I've been working on whittling down my digital tsondoku. So this month has a random collection of things sitting on my ereader that I hadn't gotten around to yet.
Cyberstorm by Matthew Mather
What happens when massive cyber attacks coincide with a devastating weather event?
Appreciated it wasn't a survival story immediately about the good guys versus the bad guys. There was nuance and misunderstanding and desperation involved too.
The Cassandra Project by Jack McDevitt and Mike Resnick
A slowly-unfolding mystery of an international coverup about the Moon in the context of the Apollo missions.
A more gripping read than I think it had a right to be given its pace, but I think the drip of new information that drives the story along must have been about perfectly timed to keep me going.
Renegade by Joel Shepherd
This started out a bit stiff and clunky. Characters were a bit stereotypical. But it grew into itself fairly nicely and I was enjoying it by the end.
Space opera, power struggles, conspiracies, intrigue set at the end of a generations-long space war to earn humanity a seat at the galactic table.
The Old Willis Place by Mary Downing Hahn
The past two years or so each October I'd read aloud to the family A Night in the Lonesome October by Roger Zelazny. It's a Halloween story told one day at a time throughout October.

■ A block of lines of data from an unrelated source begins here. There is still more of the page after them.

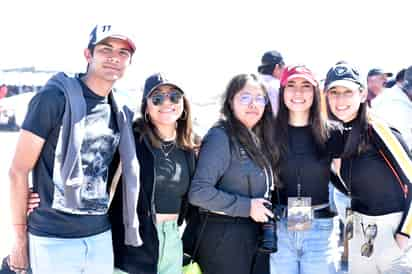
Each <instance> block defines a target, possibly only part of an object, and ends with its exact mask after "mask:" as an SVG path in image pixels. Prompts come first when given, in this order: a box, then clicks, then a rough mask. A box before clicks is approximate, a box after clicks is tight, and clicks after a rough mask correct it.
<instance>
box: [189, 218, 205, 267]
mask: <svg viewBox="0 0 412 274" xmlns="http://www.w3.org/2000/svg"><path fill="white" fill-rule="evenodd" d="M205 215H206V216H205V219H204V221H203V223H202V227H201V228H200V232H199V235H198V237H197V239H196V244H195V249H194V250H193V254H192V256H191V257H192V258H191V260H194V259H195V258H196V254H197V251H198V250H199V247H200V241H201V240H202V236H203V232H204V230H205V227H206V223H207V218H208V217H209V214H208V213H206V214H205Z"/></svg>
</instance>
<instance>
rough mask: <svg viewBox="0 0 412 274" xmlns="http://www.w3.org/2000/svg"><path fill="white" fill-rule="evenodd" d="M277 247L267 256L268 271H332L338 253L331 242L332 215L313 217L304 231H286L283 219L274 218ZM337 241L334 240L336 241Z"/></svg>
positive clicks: (321, 273) (335, 271) (332, 226)
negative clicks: (277, 237) (277, 228)
mask: <svg viewBox="0 0 412 274" xmlns="http://www.w3.org/2000/svg"><path fill="white" fill-rule="evenodd" d="M277 231H278V251H277V252H276V253H272V254H271V256H270V273H271V274H329V273H336V271H335V265H334V264H335V263H336V258H337V256H339V254H335V253H336V251H337V249H336V248H335V247H334V243H333V241H334V240H333V239H332V238H333V233H332V232H333V218H324V219H314V220H313V222H312V228H311V229H310V230H307V231H299V232H298V231H288V229H287V219H285V218H282V219H281V220H280V221H279V222H278V230H277ZM336 243H337V242H336Z"/></svg>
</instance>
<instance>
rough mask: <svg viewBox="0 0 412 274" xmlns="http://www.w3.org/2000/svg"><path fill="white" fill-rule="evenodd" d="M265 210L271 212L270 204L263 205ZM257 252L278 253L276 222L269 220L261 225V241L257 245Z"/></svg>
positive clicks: (262, 252) (274, 220)
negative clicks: (257, 245)
mask: <svg viewBox="0 0 412 274" xmlns="http://www.w3.org/2000/svg"><path fill="white" fill-rule="evenodd" d="M265 207H266V208H267V209H270V210H272V206H271V205H270V204H265ZM259 251H260V252H262V253H274V252H276V251H278V237H277V232H276V220H275V219H274V218H270V217H269V220H268V221H267V222H265V223H263V224H262V239H261V242H260V245H259Z"/></svg>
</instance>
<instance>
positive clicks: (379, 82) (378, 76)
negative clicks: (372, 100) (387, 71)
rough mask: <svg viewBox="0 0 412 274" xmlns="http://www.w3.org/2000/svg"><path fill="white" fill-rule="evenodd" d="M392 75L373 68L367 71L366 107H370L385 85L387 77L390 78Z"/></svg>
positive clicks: (374, 68)
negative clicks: (367, 93)
mask: <svg viewBox="0 0 412 274" xmlns="http://www.w3.org/2000/svg"><path fill="white" fill-rule="evenodd" d="M392 76H393V73H391V72H384V71H383V70H382V69H380V68H373V69H371V70H369V72H368V77H367V84H368V97H367V102H368V105H369V106H370V105H371V101H372V100H373V99H374V98H375V97H376V96H378V95H379V94H380V93H381V92H382V91H383V89H384V88H385V83H386V81H387V80H388V78H389V77H392Z"/></svg>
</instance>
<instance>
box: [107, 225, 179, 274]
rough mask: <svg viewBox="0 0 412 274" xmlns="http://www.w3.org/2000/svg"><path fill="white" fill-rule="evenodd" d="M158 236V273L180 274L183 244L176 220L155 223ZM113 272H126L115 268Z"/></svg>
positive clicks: (125, 273)
mask: <svg viewBox="0 0 412 274" xmlns="http://www.w3.org/2000/svg"><path fill="white" fill-rule="evenodd" d="M156 228H157V237H158V238H159V261H158V263H157V271H158V272H157V273H158V274H181V273H182V262H183V246H182V240H181V239H180V234H179V227H178V226H177V221H166V222H162V223H160V224H157V226H156ZM114 274H127V273H126V272H123V271H121V270H119V269H115V271H114Z"/></svg>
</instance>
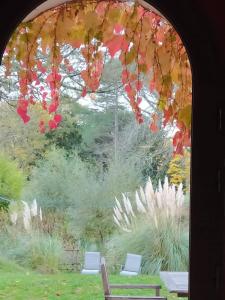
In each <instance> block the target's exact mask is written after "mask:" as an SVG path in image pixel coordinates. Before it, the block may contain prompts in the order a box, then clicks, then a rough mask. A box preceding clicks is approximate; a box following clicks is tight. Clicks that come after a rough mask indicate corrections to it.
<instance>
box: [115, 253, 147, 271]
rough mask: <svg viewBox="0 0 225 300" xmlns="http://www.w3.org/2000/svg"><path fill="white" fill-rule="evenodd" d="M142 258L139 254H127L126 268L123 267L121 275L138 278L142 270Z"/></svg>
mask: <svg viewBox="0 0 225 300" xmlns="http://www.w3.org/2000/svg"><path fill="white" fill-rule="evenodd" d="M141 260H142V256H141V255H137V254H131V253H127V257H126V262H125V266H124V267H123V269H122V271H121V272H120V275H124V276H136V275H138V273H140V270H141Z"/></svg>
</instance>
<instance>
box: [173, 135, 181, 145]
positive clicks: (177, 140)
mask: <svg viewBox="0 0 225 300" xmlns="http://www.w3.org/2000/svg"><path fill="white" fill-rule="evenodd" d="M181 140H182V132H181V131H177V132H176V133H175V135H174V137H173V146H174V147H176V146H177V145H178V144H179V142H180V141H181Z"/></svg>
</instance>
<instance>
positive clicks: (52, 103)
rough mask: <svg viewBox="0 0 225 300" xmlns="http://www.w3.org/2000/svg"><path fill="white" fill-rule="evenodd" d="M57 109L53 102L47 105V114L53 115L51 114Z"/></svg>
mask: <svg viewBox="0 0 225 300" xmlns="http://www.w3.org/2000/svg"><path fill="white" fill-rule="evenodd" d="M57 108H58V103H56V102H53V103H51V104H50V105H49V108H48V112H49V113H50V114H51V113H53V112H56V110H57Z"/></svg>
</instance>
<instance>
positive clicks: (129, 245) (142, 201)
mask: <svg viewBox="0 0 225 300" xmlns="http://www.w3.org/2000/svg"><path fill="white" fill-rule="evenodd" d="M184 203H185V202H184V194H183V191H182V185H180V186H179V187H178V188H175V186H174V185H170V184H169V182H168V179H167V178H165V181H164V184H163V185H162V184H161V183H159V185H158V188H157V189H156V190H154V189H153V186H152V183H151V179H149V180H148V182H147V184H146V186H145V189H143V188H140V189H139V191H137V192H136V195H135V199H133V201H131V200H130V199H129V198H128V197H127V196H125V195H123V198H122V201H119V200H118V199H116V205H115V207H114V216H113V218H114V221H115V223H116V224H117V226H118V229H119V234H117V235H115V236H114V237H113V238H112V239H111V240H110V242H109V244H108V249H109V250H108V256H109V258H110V259H111V261H112V265H113V264H118V262H121V263H122V262H123V261H124V259H125V256H126V253H128V252H130V253H136V254H141V255H142V256H143V260H142V273H149V274H158V273H159V271H161V270H169V271H186V270H187V269H188V258H189V241H188V226H187V225H186V223H187V222H185V210H186V208H185V205H184ZM113 257H116V261H114V260H113Z"/></svg>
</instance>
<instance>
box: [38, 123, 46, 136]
mask: <svg viewBox="0 0 225 300" xmlns="http://www.w3.org/2000/svg"><path fill="white" fill-rule="evenodd" d="M45 130H46V128H45V122H44V121H43V120H41V121H40V122H39V131H40V133H45Z"/></svg>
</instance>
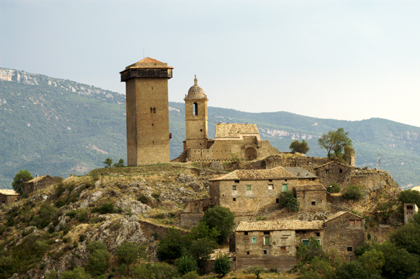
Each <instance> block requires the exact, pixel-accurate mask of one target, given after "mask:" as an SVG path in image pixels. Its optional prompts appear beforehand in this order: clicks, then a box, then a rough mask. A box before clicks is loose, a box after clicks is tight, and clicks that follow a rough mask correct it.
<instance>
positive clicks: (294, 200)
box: [279, 191, 299, 212]
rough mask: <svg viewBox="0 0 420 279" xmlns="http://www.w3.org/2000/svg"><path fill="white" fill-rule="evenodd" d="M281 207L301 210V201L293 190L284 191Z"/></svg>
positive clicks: (297, 210) (280, 205)
mask: <svg viewBox="0 0 420 279" xmlns="http://www.w3.org/2000/svg"><path fill="white" fill-rule="evenodd" d="M279 204H280V208H287V209H288V210H289V211H295V212H296V211H299V202H298V201H297V199H296V198H295V195H294V194H293V192H292V191H287V192H282V193H281V194H280V200H279Z"/></svg>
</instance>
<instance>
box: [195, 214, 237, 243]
mask: <svg viewBox="0 0 420 279" xmlns="http://www.w3.org/2000/svg"><path fill="white" fill-rule="evenodd" d="M234 219H235V216H234V215H233V213H232V211H230V209H229V208H226V207H222V206H215V207H213V208H210V209H208V210H207V211H206V212H205V213H204V216H203V219H202V220H201V221H200V222H203V223H205V224H206V225H207V226H208V227H209V228H210V229H213V228H215V229H216V230H217V231H218V232H219V236H218V237H217V243H219V244H222V243H223V242H225V241H226V240H227V238H228V237H229V235H231V234H232V232H233V228H234V226H235V222H234Z"/></svg>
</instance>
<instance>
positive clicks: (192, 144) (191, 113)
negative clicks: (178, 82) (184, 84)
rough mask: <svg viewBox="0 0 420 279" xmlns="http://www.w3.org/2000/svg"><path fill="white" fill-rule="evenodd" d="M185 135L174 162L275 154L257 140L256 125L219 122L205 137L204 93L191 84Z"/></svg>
mask: <svg viewBox="0 0 420 279" xmlns="http://www.w3.org/2000/svg"><path fill="white" fill-rule="evenodd" d="M184 101H185V127H186V129H185V131H186V138H185V141H183V143H184V151H183V153H182V154H181V155H180V156H179V157H178V158H177V159H175V160H174V161H180V162H186V161H200V160H203V161H204V162H212V161H235V160H239V159H245V160H254V159H261V158H264V157H266V156H269V155H274V154H279V151H278V149H277V148H275V147H273V146H271V144H270V142H269V141H267V140H261V137H260V133H259V131H258V128H257V125H255V124H235V123H219V124H217V125H216V133H215V138H214V140H213V139H209V137H208V110H207V102H208V99H207V95H206V94H205V93H204V90H203V89H202V88H201V87H200V86H198V83H197V78H195V79H194V85H193V86H191V87H190V89H189V90H188V94H186V95H185V99H184Z"/></svg>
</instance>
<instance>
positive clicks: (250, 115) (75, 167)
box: [0, 68, 420, 188]
mask: <svg viewBox="0 0 420 279" xmlns="http://www.w3.org/2000/svg"><path fill="white" fill-rule="evenodd" d="M187 87H188V86H186V91H187V90H188V88H187ZM180 101H181V100H180ZM169 105H170V132H171V133H172V135H173V138H172V140H171V158H172V159H173V158H176V157H177V156H178V155H179V154H180V153H181V152H182V140H184V138H185V123H184V115H185V112H184V105H183V103H170V104H169ZM210 105H211V103H210ZM218 122H231V123H255V124H257V125H258V128H259V131H260V133H261V136H262V138H263V139H268V140H270V142H271V144H272V145H274V146H276V147H277V148H278V149H279V150H280V151H288V150H289V149H288V146H289V144H290V142H291V141H292V140H294V139H299V140H300V139H305V140H306V141H307V142H308V143H309V146H310V148H311V150H310V151H309V153H308V155H309V156H322V157H324V156H326V152H325V150H321V149H320V148H319V147H318V146H317V140H318V138H319V137H320V136H321V135H322V134H323V133H326V132H328V131H330V130H336V129H337V128H339V127H342V128H344V130H345V131H348V132H349V136H350V137H351V139H352V140H353V142H354V148H355V150H356V153H357V160H356V165H357V166H362V167H363V166H369V167H371V168H375V167H378V168H381V169H385V170H387V171H389V172H390V173H391V174H392V176H393V177H394V178H395V180H396V181H397V182H398V183H399V184H400V185H401V186H409V187H411V186H415V185H420V164H419V162H420V128H419V127H413V126H409V125H405V124H401V123H396V122H393V121H389V120H386V119H379V118H373V119H369V120H363V121H339V120H332V119H318V118H312V117H306V116H302V115H297V114H293V113H289V112H272V113H247V112H241V111H236V110H232V109H222V108H214V107H209V137H210V138H213V137H214V130H215V125H216V124H217V123H218ZM125 133H126V130H125V96H124V95H122V94H118V93H115V92H111V91H107V90H103V89H100V88H97V87H93V86H90V85H85V84H80V83H76V82H73V81H69V80H62V79H55V78H50V77H47V76H44V75H37V74H29V73H26V72H21V71H15V70H9V69H1V68H0V143H1V149H0V164H1V166H2V167H1V168H0V188H10V183H11V181H12V178H13V176H14V175H15V173H16V172H17V171H18V170H19V169H28V170H29V171H30V172H32V174H33V175H34V176H35V175H36V174H38V175H44V174H50V175H59V176H63V177H67V176H68V175H69V174H71V173H73V172H75V173H76V174H83V173H86V172H88V171H89V170H91V169H93V168H98V167H100V166H103V164H102V161H104V159H105V158H107V157H110V158H112V159H114V161H117V160H118V159H119V158H123V159H124V160H125V159H126V139H125ZM379 164H380V166H379Z"/></svg>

This year the girls wanted something fresh and I found this billed for the right age range. It seems to have been a hit.
An abandoned manor house with a tragic history and the kids at the center of it all.
The Alien Chronicles edited by David Gatewood
Another anthology, this one nominally about human-alien interactions--often in the context of first contact.
Some decent stories in it, some that I found entirely forgettable and/or cliche.